I took one traveling for 5 months excellent bag


----------



## jd7 (Apr 9, 2015)

Degies and Greg - thanks for the extra info.

And a little more support coming for the Rover 45L I see! Being happy with the bag after having travelled with it for 5 months sounds promising, although Greg obviously had a different experience.

I did find a Lowepro Photo Sport 200 AW in a store today. It did look quite good in many ways, but unfortunately I didn't have time to stop and play around with the harness and try it on. Also, it is a bit smaller than I had in mind (I'd like to have had a look at the Photo Sport 30L but they didn't have one), plus it doesn't have removable inserts for the camera gear - meaning it doesn't have the option of being a "normal" bag, and I couldn't use the camera inserts in a larger (non-camera) hiking pack when I want to carry more stuff. So, not perfect for what I had in mind, although it does seem like it might make a very nice camera day pack for hiking.

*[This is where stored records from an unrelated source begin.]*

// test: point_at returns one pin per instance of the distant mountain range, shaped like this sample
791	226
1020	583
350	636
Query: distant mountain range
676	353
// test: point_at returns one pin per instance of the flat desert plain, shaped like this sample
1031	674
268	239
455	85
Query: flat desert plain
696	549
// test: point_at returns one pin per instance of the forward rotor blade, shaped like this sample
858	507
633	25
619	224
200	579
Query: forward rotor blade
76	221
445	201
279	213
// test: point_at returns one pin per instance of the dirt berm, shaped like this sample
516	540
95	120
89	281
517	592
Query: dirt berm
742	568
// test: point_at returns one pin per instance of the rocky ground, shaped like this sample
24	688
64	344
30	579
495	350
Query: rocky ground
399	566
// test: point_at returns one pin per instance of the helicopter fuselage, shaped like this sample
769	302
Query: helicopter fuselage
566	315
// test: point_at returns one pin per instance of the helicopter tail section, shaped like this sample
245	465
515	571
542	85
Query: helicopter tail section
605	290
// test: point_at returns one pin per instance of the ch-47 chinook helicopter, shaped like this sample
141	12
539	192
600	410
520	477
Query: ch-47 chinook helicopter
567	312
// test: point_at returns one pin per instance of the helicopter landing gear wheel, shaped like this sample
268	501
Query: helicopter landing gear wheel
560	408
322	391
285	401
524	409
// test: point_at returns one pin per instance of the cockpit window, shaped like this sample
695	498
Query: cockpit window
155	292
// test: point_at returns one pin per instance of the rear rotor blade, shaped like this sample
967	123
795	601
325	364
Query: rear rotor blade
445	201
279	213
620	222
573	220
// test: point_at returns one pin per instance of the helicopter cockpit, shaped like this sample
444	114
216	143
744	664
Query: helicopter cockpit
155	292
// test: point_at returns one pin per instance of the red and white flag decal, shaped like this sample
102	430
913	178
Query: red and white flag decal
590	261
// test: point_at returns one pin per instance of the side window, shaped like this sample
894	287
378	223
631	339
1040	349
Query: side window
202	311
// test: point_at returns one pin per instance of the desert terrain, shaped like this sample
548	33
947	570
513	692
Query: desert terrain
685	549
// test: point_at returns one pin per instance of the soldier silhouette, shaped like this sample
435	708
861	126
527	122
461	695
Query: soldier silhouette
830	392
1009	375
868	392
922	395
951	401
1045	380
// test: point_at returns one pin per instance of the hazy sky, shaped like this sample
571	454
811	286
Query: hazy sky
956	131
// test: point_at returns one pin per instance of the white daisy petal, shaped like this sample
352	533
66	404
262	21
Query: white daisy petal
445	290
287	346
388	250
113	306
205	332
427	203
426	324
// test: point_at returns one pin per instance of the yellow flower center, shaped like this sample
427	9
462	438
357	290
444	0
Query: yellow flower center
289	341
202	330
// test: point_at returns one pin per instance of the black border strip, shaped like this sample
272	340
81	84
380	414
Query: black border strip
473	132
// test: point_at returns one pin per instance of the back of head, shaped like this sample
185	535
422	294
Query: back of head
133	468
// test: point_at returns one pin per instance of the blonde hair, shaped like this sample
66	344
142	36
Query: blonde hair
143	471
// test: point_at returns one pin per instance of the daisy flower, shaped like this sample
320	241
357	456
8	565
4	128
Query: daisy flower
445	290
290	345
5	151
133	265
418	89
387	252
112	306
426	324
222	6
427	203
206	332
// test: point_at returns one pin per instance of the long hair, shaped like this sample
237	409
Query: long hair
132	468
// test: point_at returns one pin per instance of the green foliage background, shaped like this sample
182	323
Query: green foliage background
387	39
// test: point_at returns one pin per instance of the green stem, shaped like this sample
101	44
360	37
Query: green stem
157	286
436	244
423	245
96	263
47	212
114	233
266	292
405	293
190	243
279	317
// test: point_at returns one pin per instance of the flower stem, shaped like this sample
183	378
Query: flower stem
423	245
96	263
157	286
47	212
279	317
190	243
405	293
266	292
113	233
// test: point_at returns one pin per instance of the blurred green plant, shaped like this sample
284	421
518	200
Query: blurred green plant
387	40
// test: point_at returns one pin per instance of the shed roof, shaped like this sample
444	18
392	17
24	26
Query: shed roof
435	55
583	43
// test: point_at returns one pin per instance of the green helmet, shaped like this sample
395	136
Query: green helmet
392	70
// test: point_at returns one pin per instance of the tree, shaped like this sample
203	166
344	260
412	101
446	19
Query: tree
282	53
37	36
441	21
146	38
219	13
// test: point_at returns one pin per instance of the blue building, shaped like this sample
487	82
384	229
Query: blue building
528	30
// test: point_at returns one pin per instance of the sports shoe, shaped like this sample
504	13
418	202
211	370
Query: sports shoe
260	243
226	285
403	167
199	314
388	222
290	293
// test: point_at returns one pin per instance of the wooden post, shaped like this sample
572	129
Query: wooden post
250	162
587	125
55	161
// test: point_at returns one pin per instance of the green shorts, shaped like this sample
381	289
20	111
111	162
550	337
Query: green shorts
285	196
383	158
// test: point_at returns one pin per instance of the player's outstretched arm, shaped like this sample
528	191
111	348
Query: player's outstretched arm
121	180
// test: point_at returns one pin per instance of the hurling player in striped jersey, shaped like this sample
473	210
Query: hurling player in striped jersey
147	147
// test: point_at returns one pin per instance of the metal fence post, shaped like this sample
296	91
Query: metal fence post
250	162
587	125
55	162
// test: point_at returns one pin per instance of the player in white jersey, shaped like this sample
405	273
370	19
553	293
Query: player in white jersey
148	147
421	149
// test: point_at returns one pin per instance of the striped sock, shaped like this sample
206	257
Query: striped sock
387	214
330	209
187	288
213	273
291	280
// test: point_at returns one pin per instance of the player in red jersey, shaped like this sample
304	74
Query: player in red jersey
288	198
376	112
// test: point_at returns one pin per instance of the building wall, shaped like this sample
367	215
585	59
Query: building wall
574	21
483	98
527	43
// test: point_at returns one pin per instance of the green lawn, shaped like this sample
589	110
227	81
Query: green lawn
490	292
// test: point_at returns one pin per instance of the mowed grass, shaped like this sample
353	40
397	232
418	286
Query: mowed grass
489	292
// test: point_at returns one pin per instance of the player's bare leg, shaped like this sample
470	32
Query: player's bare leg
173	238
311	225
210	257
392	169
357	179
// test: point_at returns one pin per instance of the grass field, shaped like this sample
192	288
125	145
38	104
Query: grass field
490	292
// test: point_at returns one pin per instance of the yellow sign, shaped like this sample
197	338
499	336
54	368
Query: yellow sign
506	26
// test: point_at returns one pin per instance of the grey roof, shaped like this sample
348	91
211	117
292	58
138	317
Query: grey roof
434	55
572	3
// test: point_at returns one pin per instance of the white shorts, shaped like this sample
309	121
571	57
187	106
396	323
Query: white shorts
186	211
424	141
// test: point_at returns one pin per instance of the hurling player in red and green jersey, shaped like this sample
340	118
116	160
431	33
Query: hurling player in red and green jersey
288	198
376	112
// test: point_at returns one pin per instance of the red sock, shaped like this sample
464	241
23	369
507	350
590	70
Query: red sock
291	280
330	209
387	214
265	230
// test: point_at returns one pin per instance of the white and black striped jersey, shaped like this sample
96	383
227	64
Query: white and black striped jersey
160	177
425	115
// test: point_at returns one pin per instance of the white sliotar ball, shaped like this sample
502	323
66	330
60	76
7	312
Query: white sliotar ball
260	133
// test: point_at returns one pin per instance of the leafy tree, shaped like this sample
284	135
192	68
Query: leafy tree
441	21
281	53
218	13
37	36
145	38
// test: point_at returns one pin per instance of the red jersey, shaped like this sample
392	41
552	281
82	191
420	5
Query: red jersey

I also had a look at some Flipside Sport options. The seems potentially good if carrying camera gear is all you really care about, but doesn't seem practical as a hiking pack given the lack of space for non-camera gear.

Hhhmmm, I'm still thinking a couple of camera inserts (Clik Elite, Mountainsmith, F-Stop) and a good "normal" hiking pack might be the better option for me. I still wish I could find a Rover 45L so I could try it out for myself though. If it fitted well enough on me, I might still be tempted to get one on the basis it could serve as a day pack / short trip pack, plus it would give me the camera inserts to use in a larger pack when I need to carry more.


----------